陝西省西安市にある秦始皇帝陵博物院の文化財保護部には、彩色陶俑修復室と呼ばれる部屋がある。
兵馬俑や関連用品が並べられている部屋の床には、兵馬俑の破片の山がスタッフによる大まかな仕分け作業の後、人体の構造に基づき、人の形に並べられている。
その横にある作業場所では、修復スタッフが細い竹串や手術用メス、小さなブラシといった様々な道具を使って、彩色された兵馬俑のかけらの修復作業を行っていた。
同院の文化財修復専門家の蘭徳省さんの説明によると、彩色された兵馬俑はどれも出土すると、すぐにX線で傷の有無を調べ、超音波で検査測定を行い、3D画像を集めるなどの過程をたどり、それが終わると現状の記録、整理、補強、つなぎ合わせ、補完を行い、さらに製図、保護修復プラン作成、観察などのステップを経て、最終的に考古・収蔵品管理部門に引き渡されて、「身元証明番号」を持った彩色兵馬俑になる。

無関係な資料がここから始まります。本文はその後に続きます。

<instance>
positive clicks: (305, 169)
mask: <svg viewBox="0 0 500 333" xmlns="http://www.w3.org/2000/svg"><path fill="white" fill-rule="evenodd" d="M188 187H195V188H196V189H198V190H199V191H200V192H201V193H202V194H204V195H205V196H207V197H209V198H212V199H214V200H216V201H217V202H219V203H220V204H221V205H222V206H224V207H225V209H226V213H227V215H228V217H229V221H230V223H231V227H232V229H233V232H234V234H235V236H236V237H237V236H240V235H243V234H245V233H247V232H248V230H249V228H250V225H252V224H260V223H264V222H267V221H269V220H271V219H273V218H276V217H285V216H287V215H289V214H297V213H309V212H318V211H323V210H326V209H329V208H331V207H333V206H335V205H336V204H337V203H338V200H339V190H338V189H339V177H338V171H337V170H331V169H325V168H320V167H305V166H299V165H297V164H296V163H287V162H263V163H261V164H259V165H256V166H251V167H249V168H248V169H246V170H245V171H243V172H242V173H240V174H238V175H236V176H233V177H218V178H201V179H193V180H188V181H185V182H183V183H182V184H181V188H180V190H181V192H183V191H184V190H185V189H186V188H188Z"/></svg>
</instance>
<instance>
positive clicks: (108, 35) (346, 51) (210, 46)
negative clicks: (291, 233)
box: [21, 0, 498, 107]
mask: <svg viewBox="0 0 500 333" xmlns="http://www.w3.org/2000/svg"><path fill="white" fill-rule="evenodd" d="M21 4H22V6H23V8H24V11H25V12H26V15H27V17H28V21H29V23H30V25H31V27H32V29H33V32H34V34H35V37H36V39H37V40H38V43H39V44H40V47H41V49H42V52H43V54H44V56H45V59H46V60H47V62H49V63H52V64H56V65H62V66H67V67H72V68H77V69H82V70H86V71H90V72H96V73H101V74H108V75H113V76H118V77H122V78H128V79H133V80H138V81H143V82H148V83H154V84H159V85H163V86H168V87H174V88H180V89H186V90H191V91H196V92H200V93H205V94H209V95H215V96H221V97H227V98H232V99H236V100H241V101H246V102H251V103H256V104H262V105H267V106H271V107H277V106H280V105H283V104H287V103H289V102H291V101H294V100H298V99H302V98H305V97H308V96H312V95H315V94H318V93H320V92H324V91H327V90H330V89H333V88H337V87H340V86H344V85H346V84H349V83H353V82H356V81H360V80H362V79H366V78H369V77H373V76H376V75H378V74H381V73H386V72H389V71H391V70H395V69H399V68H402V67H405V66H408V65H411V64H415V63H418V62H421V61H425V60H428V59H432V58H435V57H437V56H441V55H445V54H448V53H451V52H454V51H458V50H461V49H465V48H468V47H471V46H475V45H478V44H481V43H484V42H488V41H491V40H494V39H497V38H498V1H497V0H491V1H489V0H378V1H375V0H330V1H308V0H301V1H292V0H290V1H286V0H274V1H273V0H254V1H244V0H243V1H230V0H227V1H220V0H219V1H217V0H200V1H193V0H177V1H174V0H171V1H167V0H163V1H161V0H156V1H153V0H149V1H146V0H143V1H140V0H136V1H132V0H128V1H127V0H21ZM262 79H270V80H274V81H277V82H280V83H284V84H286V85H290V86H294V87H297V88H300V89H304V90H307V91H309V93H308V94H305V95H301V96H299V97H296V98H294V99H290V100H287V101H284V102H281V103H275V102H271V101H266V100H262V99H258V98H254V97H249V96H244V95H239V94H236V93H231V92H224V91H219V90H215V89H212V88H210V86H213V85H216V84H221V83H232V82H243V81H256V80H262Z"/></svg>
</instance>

考古学的研究によると、兵馬俑の衣類・装身具には鮮やかな赤色、ペールグリーン、紫色、青色、暗い赤色など10数色が使われていた。
2000年以上も地下に埋もれていたため、火災や浸水などの影響を受け、彩色層は非常に脆くなっている。
出土すると湿度と温度が変化して、表面の水分が急速に失われ、たちまち顔料が反り返ってはがれ落ちてしまう。
微生物や可溶性塩なども、兵馬俑の退色を招く重要な要因だという。
現在、秦始皇兵馬俑一号坑の第3回考古学的発掘作業は終了し、新たな過程の修復作業が続けられ、数年間に、蘭氏と彼の率いる修復チームが修復した兵馬俑は140点を超えた。